Menu
Course/Message Queues & Streaming/Apache Kafka Deep Dive

Apache Kafka Deep Dive

Kafka architecture: brokers, topics, partitions, consumer groups, offsets, exactly-once semantics, and when Kafka is the right choice.

20 min readHigh interview weight

What Makes Kafka Different

Apache Kafka is not a traditional message queue. It is a distributed commit log — an append-only, ordered, durable sequence of records. Unlike RabbitMQ or SQS where messages are deleted after consumption, Kafka retains messages for a configurable retention period (days, weeks, or forever with tiered storage). Consumers track their own position using offsets. This fundamentally changes the replay and reprocessing story.

Core Architecture

Loading diagram...
Kafka cluster: topics are split into partitions, each partition has one leader broker and N-1 followers. Consumer groups each get their own independent offset.

Topics and Partitions

A Kafka topic is divided into one or more partitions. Each partition is an ordered, immutable log. Producers write to partitions (round-robin by default, or keyed by a partition key). Consumers read from partitions sequentially using an offset — an integer index into the log.

Partitions are the unit of parallelism. With 12 partitions and 12 consumer instances in a group, you get 12x parallel consumption. You cannot have more active consumers than partitions in a group — extra consumers sit idle.

💡

Partition key selection matters

When you provide a partition key (e.g., `userId`, `orderId`), Kafka hashes it to always route records with the same key to the same partition.
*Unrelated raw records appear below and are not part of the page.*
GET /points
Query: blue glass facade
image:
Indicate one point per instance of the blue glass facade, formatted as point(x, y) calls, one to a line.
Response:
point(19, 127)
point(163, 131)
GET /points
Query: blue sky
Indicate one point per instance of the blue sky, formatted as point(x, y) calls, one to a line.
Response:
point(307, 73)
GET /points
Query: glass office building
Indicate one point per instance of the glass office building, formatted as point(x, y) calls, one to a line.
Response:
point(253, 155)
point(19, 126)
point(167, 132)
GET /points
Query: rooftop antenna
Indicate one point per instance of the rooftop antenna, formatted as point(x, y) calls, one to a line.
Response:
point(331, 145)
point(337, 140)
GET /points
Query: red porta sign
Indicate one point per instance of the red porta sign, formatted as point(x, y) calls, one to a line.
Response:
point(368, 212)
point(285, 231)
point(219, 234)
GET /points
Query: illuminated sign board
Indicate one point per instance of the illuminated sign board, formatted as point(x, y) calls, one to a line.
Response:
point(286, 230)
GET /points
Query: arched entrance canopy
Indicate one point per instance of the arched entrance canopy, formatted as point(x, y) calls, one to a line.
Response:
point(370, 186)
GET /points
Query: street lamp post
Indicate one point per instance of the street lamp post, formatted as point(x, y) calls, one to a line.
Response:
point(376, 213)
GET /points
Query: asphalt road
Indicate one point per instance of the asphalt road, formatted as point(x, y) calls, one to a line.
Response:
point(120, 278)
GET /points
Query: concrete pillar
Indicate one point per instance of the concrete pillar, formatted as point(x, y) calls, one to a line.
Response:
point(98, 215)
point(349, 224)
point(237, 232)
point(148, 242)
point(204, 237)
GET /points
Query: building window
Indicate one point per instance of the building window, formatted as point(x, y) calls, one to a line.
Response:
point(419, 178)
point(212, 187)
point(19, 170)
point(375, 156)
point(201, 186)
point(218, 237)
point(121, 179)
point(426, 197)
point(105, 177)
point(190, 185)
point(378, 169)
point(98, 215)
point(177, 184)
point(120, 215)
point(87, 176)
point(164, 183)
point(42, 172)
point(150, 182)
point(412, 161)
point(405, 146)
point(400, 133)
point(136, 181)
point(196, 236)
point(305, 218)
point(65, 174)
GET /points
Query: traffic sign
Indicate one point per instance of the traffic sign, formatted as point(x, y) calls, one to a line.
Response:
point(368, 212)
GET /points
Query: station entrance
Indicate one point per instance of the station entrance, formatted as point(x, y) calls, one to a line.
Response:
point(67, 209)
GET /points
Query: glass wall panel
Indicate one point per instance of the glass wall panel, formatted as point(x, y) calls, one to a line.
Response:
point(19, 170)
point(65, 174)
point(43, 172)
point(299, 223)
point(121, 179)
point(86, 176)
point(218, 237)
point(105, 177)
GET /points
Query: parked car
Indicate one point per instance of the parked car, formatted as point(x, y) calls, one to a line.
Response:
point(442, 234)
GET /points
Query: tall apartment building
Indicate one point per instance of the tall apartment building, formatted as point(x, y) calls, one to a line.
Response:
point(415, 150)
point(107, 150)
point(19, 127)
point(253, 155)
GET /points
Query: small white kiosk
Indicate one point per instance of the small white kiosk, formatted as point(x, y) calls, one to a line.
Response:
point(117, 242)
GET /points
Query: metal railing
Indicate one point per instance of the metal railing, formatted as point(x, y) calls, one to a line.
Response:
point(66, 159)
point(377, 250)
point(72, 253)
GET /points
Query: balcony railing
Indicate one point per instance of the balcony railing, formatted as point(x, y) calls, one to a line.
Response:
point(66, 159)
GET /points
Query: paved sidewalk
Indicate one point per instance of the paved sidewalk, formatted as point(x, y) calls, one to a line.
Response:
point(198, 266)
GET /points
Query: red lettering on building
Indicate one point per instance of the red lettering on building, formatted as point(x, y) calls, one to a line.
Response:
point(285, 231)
This guarantees ordering within a key. Without a key, Kafka round-robins across partitions — higher throughput, no per-key ordering.

Consumer Groups and Offsets

A consumer group is a set of consumer instances that share the work of reading a topic. Kafka assigns each partition to exactly one consumer in the group. If an instance fails, Kafka rebalances — redistributing that partition to another instance. Each group independently tracks its own committed offset per partition in an internal Kafka topic called `__consumer_offsets`.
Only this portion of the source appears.